Moreover, consumers are operating in markets that are so lightly regulated, even the person who becomes a "specialist" and figures out how to invest his 401(k) plan must also be a watchdog, and determine if the plan is ripping him off with egregious hidden fees. When consumers do get hurt by a health insurer who arbitrarily rejects a claim, or a 401(k) plan administrator that fails to follow their instructions, they face a Herculean fight for justice.
Free-Market Chaos
Gosselin cites the Supreme Court decision earlier this year in LaRue v. DeWolff, Boberg & Associates. In that case, James LaRue had instructed his 401(k) plan to change the investments in his portfolio, but the administrator never carried out his request -- resulting in a $150,000 loss between 2001 and 2002. LaRue sued for a breach of fiduciary duty under the Employee Retirement Income Security Act (ERISA), but the lower courts ruled he couldn't sue to recover his losses because they didn't affect all or a large number of plan participants.
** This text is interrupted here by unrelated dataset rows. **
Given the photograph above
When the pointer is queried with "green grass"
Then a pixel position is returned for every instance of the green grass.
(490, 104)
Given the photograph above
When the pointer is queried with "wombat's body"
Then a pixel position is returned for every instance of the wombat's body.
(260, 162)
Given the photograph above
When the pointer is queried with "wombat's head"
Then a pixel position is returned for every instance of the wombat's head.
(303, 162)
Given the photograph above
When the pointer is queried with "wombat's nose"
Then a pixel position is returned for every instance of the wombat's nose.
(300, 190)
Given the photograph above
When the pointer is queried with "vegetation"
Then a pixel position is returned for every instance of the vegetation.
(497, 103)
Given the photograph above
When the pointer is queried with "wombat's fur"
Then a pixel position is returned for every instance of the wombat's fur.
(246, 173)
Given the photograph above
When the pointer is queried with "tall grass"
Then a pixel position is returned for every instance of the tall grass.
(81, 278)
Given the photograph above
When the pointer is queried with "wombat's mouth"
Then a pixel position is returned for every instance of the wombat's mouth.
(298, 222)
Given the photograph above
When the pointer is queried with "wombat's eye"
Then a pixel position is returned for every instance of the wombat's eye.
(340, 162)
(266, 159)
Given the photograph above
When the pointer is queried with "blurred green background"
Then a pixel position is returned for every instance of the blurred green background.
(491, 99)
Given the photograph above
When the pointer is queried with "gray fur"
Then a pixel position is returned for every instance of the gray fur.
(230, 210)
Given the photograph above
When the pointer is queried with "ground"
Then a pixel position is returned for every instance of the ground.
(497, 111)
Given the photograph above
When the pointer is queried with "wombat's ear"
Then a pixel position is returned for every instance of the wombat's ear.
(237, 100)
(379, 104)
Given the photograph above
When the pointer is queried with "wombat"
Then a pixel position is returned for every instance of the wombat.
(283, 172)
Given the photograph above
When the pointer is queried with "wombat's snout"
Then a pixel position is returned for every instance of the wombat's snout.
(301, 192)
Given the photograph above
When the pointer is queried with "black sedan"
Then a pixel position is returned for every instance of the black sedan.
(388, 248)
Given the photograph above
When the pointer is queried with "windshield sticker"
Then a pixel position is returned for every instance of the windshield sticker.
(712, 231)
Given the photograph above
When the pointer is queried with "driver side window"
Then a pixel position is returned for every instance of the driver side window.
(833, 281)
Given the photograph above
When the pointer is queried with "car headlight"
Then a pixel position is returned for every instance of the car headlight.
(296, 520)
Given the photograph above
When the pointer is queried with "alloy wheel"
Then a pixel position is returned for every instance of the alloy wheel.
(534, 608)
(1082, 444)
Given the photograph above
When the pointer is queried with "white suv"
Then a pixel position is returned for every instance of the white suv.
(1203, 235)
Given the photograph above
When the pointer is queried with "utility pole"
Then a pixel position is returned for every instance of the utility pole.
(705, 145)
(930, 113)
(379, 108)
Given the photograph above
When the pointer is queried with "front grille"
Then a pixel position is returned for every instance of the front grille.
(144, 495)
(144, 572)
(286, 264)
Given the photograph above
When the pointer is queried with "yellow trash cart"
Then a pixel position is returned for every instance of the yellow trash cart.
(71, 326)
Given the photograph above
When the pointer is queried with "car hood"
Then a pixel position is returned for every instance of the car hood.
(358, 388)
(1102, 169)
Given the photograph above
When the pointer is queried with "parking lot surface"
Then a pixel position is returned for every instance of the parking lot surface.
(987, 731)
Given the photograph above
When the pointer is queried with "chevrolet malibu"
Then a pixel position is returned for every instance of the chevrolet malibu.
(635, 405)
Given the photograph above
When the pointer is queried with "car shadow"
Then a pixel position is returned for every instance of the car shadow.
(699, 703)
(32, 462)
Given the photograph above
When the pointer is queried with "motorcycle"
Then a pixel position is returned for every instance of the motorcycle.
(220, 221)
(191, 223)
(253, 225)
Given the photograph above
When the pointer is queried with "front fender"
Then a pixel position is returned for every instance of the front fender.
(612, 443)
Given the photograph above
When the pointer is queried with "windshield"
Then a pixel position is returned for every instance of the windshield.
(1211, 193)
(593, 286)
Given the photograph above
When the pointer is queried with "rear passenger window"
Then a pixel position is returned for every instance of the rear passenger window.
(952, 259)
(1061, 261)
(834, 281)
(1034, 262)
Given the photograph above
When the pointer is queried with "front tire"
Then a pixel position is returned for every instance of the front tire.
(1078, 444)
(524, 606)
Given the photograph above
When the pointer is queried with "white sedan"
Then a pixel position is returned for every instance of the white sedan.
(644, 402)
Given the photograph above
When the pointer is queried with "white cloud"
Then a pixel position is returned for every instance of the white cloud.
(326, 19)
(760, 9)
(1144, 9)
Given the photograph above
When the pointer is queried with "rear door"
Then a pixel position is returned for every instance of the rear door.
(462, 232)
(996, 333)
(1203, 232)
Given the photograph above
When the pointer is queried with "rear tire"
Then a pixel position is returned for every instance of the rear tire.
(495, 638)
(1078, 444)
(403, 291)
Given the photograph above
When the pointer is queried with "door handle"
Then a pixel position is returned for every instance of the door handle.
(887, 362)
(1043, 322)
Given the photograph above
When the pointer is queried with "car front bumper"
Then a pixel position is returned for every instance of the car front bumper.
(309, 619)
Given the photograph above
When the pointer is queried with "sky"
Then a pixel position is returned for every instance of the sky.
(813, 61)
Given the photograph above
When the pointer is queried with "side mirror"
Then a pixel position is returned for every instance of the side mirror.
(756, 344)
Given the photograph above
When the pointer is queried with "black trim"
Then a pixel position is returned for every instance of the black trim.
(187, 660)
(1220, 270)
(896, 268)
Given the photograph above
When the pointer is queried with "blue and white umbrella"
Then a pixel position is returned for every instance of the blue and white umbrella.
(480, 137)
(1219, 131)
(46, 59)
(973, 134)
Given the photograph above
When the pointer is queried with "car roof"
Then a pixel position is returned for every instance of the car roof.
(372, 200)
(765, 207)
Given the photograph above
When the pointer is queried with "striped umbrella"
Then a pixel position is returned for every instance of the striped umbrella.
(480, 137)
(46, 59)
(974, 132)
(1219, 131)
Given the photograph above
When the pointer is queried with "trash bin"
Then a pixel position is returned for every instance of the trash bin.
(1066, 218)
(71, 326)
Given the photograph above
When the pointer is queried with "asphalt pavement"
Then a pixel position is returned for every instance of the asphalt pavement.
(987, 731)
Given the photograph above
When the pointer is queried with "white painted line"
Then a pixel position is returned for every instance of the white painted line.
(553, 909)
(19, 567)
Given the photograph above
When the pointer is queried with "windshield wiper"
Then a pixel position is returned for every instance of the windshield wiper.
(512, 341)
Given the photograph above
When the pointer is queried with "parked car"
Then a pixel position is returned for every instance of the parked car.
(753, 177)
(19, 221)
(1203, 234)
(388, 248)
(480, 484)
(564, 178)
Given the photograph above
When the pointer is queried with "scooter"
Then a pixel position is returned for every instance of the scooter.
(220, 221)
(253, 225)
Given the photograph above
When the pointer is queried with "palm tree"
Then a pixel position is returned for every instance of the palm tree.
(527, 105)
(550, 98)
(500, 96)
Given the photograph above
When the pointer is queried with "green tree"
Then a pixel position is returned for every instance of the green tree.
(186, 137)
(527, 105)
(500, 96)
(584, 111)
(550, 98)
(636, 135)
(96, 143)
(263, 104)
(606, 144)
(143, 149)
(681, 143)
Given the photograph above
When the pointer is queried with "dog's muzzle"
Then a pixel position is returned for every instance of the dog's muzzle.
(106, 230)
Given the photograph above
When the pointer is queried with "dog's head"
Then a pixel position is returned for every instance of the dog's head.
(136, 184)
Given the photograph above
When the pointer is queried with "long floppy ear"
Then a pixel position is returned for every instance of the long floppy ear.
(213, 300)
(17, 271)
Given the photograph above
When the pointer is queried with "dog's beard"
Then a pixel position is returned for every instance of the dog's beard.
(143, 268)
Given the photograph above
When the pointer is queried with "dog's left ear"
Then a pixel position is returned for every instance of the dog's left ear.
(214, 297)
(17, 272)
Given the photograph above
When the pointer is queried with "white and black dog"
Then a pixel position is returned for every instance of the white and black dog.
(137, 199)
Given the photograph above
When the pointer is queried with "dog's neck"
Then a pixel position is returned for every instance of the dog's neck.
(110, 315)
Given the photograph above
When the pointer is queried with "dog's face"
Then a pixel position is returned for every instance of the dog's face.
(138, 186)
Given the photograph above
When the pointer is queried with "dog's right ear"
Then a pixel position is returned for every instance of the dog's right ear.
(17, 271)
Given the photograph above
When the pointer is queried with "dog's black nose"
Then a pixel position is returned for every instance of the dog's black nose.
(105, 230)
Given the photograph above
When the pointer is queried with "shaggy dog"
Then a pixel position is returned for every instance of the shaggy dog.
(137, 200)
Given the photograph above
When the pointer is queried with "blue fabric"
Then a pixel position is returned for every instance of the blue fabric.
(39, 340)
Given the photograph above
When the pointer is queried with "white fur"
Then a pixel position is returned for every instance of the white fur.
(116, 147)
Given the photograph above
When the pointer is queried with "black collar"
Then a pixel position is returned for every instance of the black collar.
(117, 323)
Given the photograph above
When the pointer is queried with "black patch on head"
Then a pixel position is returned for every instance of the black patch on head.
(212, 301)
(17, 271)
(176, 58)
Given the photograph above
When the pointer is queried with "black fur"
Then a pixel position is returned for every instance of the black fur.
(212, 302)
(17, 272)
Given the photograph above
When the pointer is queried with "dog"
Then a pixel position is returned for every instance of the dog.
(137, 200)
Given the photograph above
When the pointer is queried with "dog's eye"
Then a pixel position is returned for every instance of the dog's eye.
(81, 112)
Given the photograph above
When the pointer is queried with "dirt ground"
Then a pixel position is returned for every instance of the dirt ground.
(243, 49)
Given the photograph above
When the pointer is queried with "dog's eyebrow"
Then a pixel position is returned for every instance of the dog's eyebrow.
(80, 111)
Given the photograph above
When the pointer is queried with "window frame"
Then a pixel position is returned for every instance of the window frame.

The Supreme Court later reversed those decisions.
"Here's a case of a person who judged the risk, made a decision, ordered it to be executed, and they didn't do it," says Gosselin. "And until the Supreme Court came along and said ‘maybe a company does have some obligation to respond to the direct orders of somebody,' this guy was out the money.
"Financial markets are wonderful, they innovate like crazy, but they can also cheat like crazy, and the reason you have regulation is to be sure they stay within human bounds -- and we haven't done it for a generation," says Gosselin. "We took this free-market credo and we let basically our employers, our insurers, and our real estate agents run right off the end of the pier with it -- and we're the ones stuck with the consequences."
Commerce vs. Trust
Along with broader financial issues, the Yahoo! Finance survey also found a huge number of consumers troubled by their everyday transactions. Three-quarters of those polled said they're somewhat or very worried "that most retail and service companies play games with pricing and it's hard to get a fair deal."
"Companies have abandoned the whole idea of pricing," says Bob Sullivan, author of "Gotcha Capitalism: How Hidden Fees Rip You Off Every Day -- and What You Can Do About It." "There will be one price on the store window, one that the [salesperson will quote] you, and they always tack on stuff afterward. There is an awful lot of animosity between consumers and the stores that service them. I think it's a genuine threat not just to civility, but the way the economy functions -- any kind of commerce involves trust."